Europäische Aktivisten wollen Judäa und Samarien erreichen
  • Aktivisten des Netzwerkes namens Welcome to Palestine wollen eine weitere Propagandaveranstaltung abhalten, zu der Aktivisten aus der ganzen Welt nach Jordanien einfliegen sollen. Sie werden dann versuchen, über die Allenby Brücke nach Judäa und Samarien einzureisen. Sieplanen, am 26. August in Amman, der jordanischen Hauptstadt anzukommen und am nächsten Tag nach Judäa und Samarien weiterzureisen. Sie erhielten genaue Anweisungen, Fotoapparate mitzubringen und auf keinen Fall die Konfrontation mit israelichen Diensten zu suchen (Webseite der Initiative, 31. Juli 2012).
  • An Angaben auf der Webseite des Netzwerks, sollen mehr als 100 Aktivisten in Jordanien eintreffen. Am 25. Juli fand im französischen Außenministerium eine Sitzung mit den Organisatoren statt, bei der ihnen die Verpflichtung des Ministeriums der Bewegungsfreiheit in Judaä und Samarien gegenüber klar dargestellt wurde (Webseite der Initiative, 5. August 2012). In der Vergangenheit hatte das Netzwerk aktiv an der Organisation von Protesten auf dem Ben-Gurion Flughafen in Tel Aviv teilgenommen, die sowohl im Juli 2011 , als auch im April 2012 von Israel sofort zerschlagen worden waren. 

[1] Stand 7. August 2012

[2] Für zusätzliche Informationen siehe das Bulletin vom 7. Februar 2008 " A group called "Armz of the Nation, Jeusalem" is yet another global jihad offshot in the Gaza Strip".

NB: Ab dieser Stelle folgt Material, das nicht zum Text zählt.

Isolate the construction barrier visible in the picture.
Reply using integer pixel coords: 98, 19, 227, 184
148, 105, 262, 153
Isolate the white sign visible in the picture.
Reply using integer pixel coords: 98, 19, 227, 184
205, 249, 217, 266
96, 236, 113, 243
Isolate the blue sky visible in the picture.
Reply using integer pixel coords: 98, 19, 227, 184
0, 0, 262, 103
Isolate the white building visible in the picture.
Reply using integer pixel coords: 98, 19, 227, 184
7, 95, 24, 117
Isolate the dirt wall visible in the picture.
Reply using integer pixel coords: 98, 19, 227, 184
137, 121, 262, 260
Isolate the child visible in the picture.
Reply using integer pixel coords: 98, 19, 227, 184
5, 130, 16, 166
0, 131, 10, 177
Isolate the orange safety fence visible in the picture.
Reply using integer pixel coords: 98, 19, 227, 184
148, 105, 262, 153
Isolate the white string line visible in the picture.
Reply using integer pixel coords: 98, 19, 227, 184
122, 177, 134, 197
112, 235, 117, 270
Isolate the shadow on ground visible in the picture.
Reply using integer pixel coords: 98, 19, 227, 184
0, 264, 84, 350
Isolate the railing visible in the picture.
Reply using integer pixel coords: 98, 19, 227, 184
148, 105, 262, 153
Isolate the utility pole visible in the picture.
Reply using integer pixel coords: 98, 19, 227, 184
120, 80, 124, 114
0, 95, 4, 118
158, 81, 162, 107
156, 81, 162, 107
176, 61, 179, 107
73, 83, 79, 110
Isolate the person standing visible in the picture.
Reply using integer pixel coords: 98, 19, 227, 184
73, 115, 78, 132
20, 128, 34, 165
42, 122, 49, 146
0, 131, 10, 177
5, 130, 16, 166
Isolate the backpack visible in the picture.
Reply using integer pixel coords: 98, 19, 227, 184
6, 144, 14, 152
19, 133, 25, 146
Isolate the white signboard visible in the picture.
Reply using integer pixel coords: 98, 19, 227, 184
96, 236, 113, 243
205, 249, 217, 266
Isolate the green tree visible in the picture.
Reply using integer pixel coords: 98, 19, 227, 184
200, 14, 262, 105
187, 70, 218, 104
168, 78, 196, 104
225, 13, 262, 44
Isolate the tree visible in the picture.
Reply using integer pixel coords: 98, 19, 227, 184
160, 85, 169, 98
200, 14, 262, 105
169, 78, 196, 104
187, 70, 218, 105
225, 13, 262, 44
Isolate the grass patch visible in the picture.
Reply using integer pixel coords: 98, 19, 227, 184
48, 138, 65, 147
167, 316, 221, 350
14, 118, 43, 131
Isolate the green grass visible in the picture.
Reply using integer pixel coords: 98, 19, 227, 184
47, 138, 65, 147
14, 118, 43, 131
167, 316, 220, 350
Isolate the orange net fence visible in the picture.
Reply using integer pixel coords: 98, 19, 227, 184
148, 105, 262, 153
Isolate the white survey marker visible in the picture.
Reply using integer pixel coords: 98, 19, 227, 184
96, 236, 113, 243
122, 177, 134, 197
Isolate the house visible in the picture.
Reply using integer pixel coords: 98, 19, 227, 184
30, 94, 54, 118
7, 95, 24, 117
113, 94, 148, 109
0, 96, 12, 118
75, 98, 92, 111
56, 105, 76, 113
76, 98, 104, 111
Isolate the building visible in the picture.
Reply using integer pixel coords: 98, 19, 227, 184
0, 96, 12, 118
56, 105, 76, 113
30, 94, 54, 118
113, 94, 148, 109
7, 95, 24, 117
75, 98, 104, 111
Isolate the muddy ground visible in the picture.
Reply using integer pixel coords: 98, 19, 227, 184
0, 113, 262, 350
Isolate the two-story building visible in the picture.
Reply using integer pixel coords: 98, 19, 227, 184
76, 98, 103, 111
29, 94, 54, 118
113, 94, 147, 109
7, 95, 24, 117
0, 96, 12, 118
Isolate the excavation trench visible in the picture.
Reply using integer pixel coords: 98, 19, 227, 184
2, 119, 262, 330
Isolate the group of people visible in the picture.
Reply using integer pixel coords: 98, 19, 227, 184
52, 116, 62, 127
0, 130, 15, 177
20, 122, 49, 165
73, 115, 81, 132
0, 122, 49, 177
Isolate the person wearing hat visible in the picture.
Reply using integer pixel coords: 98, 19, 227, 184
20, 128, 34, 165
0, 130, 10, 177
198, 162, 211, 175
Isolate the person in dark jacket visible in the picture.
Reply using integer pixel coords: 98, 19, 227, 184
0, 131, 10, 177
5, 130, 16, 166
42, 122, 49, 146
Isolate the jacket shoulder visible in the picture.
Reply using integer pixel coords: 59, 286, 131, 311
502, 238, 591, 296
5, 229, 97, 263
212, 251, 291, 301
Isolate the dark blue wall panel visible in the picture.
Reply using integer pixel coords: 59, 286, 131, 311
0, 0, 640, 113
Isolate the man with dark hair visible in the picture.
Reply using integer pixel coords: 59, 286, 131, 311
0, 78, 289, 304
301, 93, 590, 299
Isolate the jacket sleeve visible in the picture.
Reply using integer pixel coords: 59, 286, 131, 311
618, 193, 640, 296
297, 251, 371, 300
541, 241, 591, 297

[3] Für zusätzliche Informationen über den Anschlag am Karmi Übergang siehe das Bulletin vom 15. Juni 2009 "Internet and Terrorism: a local terrorist network in the Gaza Strip affiliated with Al-Qaeda and global jihad was behind the failed attempt to perpetrate a showcase terrorist attack at the Nahal Oz fuel terminal (June 8). The network's website is serviced by several companies, including one based in the US".

[4] Die blockfreien Staaten bilden eine während des Kalten Krieges gegründete internationale Organisation mit 116 Mitgliedstaaten, die in ihrem Selbstverständnis nicht zum Einflussbereich der Großmächte gehören. Ursprünglich handelte es sich um Staaten, die sich weder mit dem Westen oder mit dem Ostblock identifizieren wollten. Nach dem Zusammenbruch der UdSSR verlor die Organisation viel von ihrer Bedeutung. Sie konzentriert sich heute auf humanitäre Fragen wie den Kampf gegen die Armut, die wirtschaftliche Entwicklung und die Opposition gegen den Kolonialismus und den Imperialismus. Die meisten Mitgliedstaaten sind Staaten der Dritten Welt. Für Ende August planen die Blockfreien ein Gipfeltreffen im Iran.